Code review and programming practices

This is an example of the type of help Nimcha Consulting can provide. Programming mentoring and helping do job optimization requires code review. And doing code review has different approaches. On one hand we can recommend changes that purely effect speed and efficiency; and on the other hand we can recommend changes to make code easier to turn over to less experienced programmers. Just because you can code some tricky algorithm doesn't mean you should.

The following is a repgen that a CU wrote and had trouble with. They were trying to pull a transaction count by share and loan types for branch 01 and they were not getting any results.

Click here to view source

Issues and other discussion points:

1) The CU stated they were not getting any output. Taking a quick look through the code shows no PRINT or COL statements anywhere but the TOTAL division. The printing in the TOTAL division was conditional on the Share/Loan Tran count being greater than 0. Since they were not getting output the count is never greater than 0. Looking back at the PRINT division shows that the count is incremented based on INDEXS/INDEXL.

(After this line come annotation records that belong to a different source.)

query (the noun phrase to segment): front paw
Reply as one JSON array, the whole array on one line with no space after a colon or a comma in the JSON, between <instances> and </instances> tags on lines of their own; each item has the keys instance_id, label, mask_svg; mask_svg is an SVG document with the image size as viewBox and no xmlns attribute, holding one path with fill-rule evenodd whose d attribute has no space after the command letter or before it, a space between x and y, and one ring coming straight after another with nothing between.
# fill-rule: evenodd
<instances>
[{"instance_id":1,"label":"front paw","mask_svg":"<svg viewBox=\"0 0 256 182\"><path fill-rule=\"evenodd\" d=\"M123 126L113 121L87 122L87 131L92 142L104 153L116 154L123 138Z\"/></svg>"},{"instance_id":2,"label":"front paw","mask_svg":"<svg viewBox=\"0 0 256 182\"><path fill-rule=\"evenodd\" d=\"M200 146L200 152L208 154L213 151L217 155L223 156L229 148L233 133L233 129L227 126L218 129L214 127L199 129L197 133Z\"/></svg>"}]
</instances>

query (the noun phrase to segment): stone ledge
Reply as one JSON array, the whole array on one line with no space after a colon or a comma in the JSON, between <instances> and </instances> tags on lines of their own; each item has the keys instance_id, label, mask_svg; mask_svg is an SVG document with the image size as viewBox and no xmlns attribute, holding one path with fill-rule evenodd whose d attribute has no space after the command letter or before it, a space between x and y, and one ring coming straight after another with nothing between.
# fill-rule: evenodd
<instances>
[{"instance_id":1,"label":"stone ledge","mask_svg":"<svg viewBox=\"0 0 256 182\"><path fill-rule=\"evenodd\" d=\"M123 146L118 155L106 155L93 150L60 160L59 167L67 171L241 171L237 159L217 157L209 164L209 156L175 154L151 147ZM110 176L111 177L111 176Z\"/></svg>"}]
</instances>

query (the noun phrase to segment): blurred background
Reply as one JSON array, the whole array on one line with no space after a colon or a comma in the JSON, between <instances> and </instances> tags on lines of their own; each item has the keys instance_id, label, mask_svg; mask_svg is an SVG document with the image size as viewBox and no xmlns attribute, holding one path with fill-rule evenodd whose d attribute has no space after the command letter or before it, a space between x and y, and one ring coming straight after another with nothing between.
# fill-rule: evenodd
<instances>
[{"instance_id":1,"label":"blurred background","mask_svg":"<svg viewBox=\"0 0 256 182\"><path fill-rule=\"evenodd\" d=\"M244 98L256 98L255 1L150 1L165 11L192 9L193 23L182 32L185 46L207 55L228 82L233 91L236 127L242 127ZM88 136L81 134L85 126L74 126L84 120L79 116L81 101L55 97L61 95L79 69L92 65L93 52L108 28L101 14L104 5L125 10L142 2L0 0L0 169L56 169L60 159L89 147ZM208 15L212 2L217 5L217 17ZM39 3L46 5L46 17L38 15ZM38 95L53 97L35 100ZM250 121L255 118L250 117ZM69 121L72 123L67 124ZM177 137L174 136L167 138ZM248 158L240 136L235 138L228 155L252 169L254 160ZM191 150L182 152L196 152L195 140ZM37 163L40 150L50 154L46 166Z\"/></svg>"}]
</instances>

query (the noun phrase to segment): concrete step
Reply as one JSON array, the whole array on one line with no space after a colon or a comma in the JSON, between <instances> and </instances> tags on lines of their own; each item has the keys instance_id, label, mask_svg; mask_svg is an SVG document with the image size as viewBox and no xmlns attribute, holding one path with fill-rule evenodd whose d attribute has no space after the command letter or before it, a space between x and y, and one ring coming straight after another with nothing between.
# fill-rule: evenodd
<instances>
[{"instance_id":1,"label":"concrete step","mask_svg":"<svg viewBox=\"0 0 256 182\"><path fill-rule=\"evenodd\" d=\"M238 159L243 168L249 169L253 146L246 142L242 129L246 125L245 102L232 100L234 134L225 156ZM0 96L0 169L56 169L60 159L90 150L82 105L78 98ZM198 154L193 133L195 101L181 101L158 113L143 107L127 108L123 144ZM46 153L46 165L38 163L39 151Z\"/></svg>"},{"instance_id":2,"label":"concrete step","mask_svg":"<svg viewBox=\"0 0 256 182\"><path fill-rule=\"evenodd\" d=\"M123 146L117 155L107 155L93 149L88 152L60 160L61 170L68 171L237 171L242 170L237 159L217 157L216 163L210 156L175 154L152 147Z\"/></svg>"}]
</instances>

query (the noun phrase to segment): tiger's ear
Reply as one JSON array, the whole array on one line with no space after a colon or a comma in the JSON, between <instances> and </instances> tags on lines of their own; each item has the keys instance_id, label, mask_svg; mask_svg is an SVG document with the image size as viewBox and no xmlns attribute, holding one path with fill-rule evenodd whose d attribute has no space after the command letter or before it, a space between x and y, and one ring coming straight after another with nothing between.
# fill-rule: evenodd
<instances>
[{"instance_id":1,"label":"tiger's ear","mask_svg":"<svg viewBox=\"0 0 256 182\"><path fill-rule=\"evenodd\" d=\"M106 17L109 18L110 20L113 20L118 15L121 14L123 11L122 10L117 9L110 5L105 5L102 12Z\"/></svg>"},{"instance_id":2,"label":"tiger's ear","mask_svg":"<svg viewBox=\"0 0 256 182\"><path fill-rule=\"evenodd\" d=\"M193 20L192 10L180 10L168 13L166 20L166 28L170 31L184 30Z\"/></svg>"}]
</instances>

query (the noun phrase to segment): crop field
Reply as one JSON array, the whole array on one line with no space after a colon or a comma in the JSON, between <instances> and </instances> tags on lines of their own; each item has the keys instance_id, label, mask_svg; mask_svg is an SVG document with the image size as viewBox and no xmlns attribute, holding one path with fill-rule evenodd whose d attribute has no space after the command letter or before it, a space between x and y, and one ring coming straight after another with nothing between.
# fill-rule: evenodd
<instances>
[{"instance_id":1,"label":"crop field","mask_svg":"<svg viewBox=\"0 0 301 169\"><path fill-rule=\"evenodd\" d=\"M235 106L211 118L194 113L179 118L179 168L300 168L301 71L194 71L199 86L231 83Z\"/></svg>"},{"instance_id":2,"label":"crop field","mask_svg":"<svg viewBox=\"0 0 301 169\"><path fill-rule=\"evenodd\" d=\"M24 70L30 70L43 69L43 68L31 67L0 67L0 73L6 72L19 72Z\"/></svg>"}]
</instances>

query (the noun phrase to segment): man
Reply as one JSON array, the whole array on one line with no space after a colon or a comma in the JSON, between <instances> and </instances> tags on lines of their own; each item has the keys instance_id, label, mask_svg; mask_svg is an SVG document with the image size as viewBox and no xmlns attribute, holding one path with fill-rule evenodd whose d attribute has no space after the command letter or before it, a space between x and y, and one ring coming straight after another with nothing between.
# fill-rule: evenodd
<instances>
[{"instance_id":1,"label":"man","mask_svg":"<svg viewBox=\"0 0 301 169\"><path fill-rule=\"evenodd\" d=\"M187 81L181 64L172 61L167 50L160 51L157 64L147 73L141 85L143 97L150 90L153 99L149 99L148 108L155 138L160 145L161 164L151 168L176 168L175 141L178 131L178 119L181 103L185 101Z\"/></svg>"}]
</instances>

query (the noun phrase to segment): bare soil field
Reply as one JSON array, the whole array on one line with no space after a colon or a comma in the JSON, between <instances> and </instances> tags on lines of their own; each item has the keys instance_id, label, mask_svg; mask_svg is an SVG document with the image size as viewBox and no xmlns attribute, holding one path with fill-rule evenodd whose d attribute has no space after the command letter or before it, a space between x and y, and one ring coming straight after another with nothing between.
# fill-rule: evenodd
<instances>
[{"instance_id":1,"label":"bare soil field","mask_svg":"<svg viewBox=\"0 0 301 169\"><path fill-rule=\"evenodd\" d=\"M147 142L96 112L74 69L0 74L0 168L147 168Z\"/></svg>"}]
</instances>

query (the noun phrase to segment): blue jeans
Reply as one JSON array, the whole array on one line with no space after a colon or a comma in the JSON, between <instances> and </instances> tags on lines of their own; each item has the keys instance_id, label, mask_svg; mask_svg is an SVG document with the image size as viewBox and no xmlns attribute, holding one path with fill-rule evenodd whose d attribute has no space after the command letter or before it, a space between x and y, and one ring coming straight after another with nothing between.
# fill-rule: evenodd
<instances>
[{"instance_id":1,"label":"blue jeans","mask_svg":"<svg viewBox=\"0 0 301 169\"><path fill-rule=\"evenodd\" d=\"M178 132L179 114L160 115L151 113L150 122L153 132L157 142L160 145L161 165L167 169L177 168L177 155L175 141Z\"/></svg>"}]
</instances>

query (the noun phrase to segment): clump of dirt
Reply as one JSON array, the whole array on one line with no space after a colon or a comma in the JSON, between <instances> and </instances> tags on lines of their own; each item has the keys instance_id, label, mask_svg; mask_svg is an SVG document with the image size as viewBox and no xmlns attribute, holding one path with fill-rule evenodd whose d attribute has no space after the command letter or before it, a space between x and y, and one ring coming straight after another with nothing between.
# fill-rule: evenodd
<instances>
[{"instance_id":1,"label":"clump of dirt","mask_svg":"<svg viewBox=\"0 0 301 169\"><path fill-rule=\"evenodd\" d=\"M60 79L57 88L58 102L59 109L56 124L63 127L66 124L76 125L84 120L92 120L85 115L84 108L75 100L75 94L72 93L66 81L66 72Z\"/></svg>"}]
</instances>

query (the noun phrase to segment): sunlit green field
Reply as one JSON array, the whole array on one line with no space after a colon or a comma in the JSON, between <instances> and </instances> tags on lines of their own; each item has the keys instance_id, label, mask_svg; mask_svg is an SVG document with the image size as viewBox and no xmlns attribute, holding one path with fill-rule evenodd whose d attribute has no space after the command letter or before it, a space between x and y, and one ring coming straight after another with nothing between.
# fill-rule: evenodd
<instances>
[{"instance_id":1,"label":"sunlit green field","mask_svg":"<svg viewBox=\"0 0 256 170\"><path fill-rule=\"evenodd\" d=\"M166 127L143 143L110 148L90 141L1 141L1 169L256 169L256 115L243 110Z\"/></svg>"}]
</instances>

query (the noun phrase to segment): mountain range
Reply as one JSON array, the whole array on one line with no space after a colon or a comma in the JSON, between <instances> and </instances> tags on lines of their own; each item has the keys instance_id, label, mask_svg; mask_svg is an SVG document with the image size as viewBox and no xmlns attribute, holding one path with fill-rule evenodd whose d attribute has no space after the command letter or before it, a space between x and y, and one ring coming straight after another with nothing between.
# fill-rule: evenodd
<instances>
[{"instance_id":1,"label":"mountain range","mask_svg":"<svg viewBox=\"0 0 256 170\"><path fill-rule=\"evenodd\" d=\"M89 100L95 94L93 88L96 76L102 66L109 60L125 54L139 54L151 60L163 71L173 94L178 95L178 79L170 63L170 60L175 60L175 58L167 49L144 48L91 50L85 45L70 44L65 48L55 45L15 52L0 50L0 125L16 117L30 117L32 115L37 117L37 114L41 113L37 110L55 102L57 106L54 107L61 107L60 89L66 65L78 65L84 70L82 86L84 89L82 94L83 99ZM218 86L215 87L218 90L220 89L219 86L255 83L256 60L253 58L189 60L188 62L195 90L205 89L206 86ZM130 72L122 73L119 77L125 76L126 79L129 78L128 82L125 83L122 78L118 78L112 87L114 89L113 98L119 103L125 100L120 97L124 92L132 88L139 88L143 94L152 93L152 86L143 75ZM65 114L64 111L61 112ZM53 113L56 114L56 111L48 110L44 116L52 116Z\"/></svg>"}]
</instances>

Tracking INDEXS/INDEXL you can see the problem was in lines 31-39. Because INDEXS/INDEXL was used in the FOR loops, upon exiting the loop the values would be 100. That places it outside the range of the array they were storing the information. Total time to find (but not fix)the bug was less than 60 seconds!

2) One fix could be to initialize INDEXS/INDEXL after lines 31-39. But it is better to evaluate these lines and then change what they do. The purpose of these lines is to load the Share/Loan description into an Array so that it can be used in the TOTAL division. Doing it as written in the PRINT division under a TARGET of ACCOUNT causes the Repgen to iterate through Parameters and load the array with the same information for every single ACCOUNT that passes the SELECT division. Needless to say this is a waste of CPU. Since the data is used only once it should be moved to either the SETUP or TOTAL division.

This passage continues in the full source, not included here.